3 Nov 2018

Dunedin alt-poppers Jaggers x Lines on dealing with trauma through dancefloor bangers

From RNZ Music, 2:30 pm on 3 November 2018

Dunedin duo Jagger x Lines make music that has one foot on the dancefloor and the other on a therapist's couch, as heard on their debut Burn Cycle. Singer Eliana Gray covers a lot of serious issues in her lyrics, including her own past trauma - a process which has helped her heal and move on. The pair discussed this and more with Tony Stamp during their last Auckland visit.

Jaggers x Lines

Jaggers x Lines Photo: supplied

Content warning: this story discusses sexual assault.

In 2018 Dunedin has continued to export some of our country's most exciting music. Permutations of Flying Nun-style jangle-pop still exist, but increasingly the city’s output is finding exciting new forms.

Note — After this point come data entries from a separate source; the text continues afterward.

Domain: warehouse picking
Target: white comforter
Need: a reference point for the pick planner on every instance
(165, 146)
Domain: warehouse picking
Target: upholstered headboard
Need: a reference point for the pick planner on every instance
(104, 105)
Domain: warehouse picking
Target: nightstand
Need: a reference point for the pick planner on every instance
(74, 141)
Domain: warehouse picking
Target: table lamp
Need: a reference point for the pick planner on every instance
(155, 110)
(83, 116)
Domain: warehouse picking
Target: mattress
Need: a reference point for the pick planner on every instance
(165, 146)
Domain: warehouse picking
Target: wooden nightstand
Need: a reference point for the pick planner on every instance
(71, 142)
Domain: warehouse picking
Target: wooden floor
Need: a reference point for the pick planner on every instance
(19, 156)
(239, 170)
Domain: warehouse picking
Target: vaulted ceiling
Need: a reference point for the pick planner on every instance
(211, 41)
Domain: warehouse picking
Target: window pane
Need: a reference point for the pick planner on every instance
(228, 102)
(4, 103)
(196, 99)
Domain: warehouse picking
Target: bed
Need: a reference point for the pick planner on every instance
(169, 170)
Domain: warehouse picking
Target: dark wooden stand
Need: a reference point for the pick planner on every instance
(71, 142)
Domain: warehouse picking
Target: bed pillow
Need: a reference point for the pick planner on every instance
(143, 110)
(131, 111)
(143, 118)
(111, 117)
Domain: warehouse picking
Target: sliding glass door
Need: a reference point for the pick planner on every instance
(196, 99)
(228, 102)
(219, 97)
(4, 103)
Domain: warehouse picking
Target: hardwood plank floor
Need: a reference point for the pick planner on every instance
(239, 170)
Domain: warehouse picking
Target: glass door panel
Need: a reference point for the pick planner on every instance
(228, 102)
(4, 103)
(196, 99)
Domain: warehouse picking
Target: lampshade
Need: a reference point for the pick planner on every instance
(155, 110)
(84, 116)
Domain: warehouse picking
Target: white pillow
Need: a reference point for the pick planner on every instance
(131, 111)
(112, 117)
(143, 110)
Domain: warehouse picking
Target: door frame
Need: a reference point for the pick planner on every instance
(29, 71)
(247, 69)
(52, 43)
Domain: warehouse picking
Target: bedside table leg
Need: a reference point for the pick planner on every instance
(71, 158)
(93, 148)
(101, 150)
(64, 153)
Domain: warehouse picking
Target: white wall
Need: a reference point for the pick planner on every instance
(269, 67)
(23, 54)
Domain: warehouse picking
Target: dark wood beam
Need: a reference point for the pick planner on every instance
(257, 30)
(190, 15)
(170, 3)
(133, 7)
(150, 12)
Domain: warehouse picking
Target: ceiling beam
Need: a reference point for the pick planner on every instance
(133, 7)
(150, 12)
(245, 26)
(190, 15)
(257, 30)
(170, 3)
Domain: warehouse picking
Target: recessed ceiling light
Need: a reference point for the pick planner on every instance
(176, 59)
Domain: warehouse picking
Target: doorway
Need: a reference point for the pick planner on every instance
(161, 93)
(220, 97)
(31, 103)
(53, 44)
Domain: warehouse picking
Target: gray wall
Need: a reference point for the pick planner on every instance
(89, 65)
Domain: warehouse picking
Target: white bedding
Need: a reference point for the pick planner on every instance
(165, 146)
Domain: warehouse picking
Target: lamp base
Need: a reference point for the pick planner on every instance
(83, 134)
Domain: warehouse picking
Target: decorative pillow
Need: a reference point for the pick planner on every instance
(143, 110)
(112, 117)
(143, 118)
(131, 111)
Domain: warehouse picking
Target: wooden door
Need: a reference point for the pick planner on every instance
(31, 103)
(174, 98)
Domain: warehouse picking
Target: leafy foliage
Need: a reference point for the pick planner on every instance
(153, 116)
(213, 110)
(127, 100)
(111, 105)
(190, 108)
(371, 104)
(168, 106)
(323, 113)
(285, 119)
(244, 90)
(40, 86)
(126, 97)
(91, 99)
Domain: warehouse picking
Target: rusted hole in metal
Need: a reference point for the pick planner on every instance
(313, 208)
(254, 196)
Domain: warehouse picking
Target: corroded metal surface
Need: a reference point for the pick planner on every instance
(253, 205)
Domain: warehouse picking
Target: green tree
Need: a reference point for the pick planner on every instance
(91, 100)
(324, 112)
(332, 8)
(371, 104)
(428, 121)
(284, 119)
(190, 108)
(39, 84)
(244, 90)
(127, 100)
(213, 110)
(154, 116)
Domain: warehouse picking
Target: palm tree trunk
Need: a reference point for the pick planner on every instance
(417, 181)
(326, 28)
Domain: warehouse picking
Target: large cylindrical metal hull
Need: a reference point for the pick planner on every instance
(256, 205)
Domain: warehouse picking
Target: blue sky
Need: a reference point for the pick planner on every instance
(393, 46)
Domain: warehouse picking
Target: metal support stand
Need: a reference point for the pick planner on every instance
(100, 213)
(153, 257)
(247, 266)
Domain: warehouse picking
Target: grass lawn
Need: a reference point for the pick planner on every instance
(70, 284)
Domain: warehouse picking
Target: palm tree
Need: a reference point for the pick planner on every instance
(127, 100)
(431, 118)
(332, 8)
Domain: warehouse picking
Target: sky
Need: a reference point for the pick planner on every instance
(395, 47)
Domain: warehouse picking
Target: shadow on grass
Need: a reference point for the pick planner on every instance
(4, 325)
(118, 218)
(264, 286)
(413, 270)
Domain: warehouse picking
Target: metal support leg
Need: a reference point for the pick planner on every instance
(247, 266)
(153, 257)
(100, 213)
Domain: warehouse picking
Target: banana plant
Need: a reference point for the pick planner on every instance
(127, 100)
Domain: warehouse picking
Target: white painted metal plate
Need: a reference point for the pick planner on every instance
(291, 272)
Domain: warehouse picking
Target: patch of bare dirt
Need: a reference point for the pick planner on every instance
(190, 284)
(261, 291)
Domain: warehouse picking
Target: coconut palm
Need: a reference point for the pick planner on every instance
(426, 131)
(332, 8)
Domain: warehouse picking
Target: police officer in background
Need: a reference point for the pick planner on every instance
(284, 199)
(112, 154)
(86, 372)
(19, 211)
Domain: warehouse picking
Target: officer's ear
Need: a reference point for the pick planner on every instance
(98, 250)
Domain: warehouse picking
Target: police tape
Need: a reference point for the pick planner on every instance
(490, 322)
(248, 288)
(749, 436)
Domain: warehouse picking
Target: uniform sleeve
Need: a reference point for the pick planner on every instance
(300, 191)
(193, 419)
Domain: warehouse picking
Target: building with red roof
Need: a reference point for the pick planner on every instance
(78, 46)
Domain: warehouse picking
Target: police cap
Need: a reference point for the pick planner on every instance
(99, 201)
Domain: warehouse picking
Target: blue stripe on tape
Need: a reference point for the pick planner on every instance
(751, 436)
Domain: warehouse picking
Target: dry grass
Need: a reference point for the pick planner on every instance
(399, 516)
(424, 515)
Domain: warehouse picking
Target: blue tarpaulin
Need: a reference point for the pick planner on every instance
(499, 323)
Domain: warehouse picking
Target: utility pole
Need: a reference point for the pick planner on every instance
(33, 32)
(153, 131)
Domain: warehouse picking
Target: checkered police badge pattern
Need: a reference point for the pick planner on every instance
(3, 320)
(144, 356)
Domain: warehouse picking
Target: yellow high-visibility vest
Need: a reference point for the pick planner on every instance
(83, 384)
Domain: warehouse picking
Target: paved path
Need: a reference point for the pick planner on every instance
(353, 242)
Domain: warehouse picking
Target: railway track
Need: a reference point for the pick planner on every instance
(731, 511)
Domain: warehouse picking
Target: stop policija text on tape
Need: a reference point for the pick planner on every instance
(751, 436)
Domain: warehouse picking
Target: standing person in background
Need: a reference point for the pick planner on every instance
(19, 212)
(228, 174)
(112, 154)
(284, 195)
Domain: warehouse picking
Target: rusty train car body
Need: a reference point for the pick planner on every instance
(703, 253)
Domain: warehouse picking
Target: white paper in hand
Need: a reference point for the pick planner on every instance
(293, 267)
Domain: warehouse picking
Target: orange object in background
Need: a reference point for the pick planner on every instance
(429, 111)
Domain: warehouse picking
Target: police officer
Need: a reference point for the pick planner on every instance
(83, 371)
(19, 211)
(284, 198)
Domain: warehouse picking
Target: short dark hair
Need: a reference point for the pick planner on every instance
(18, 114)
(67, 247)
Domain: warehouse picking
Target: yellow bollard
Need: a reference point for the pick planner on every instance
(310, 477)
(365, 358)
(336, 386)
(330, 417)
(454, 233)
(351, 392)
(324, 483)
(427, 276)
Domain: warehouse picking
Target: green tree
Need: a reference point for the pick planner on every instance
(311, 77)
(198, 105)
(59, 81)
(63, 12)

Jaggers x Lines, a duo consisting of vocalist Eliana Gray and producer Morgan Smillie, make music that doesn't have a clear equivalent. Nineties trip-hop is a touchstone, but the sound is more expansive than that, and clearly the duo's own.

"Labelling ourselves 'trip-hop' made me uncomfortable," Eliana tells me.

"As a white person I didn’t feel that hip-hop was my space to take up. And I didn’t think that’s what we were making and I wanted to make that distinction."

So 'alt-pop' is the descriptor. But talking to Morgan it becomes clear where the influence comes from.

"In the nineties I was listening to [British trip-hop label] Ninja Tune. That’s when I started making music, so I guess it kind of sticks."

There's an interesting tension at the heart of the songs on Jaggers x Lines' debut album Burn Cycle. Eliana has said in the past that she's "all about getting people to dance and have a fun time", and the music is clearly geared that way. But listen closer and you’ll hear some serious topics being discussed.

Alcoholism, OCD, and mental illness all get a mention, and Eliana is clear that the main engine driving her lyrics is her experience as a survivor of sexual assault.

"There’s a lot of power in taking experiences that have been really painful and traumatic for me, and turning them into something that is not only empowering and nourishing for me on a personal level, but makes people get happy and smile.

"That’s a reclamation. That’s me taking my power back from those experiences.

"I was still carrying a lot of pain with me. My therapist and I had talked about a ceremony that would help let the pain go, and then I realised that’s what this album is."

Jaggers x Lines first EP Letters was explicitly about sexual assault, but Burn Cycle, says Eliana, is "partly about the raw pain of that, but mostly it's more inwardly focussed on how I feel about healing. About my own resilience".

"And the songs we’ve written but haven’t released yet aren’t about trauma at all. It just naturally happened. Even in my poetry I’ve started writing about stuff that isn’t mental illness, or is from a more hopeful angle.

"Looking back, I can see it as a very clear progression.”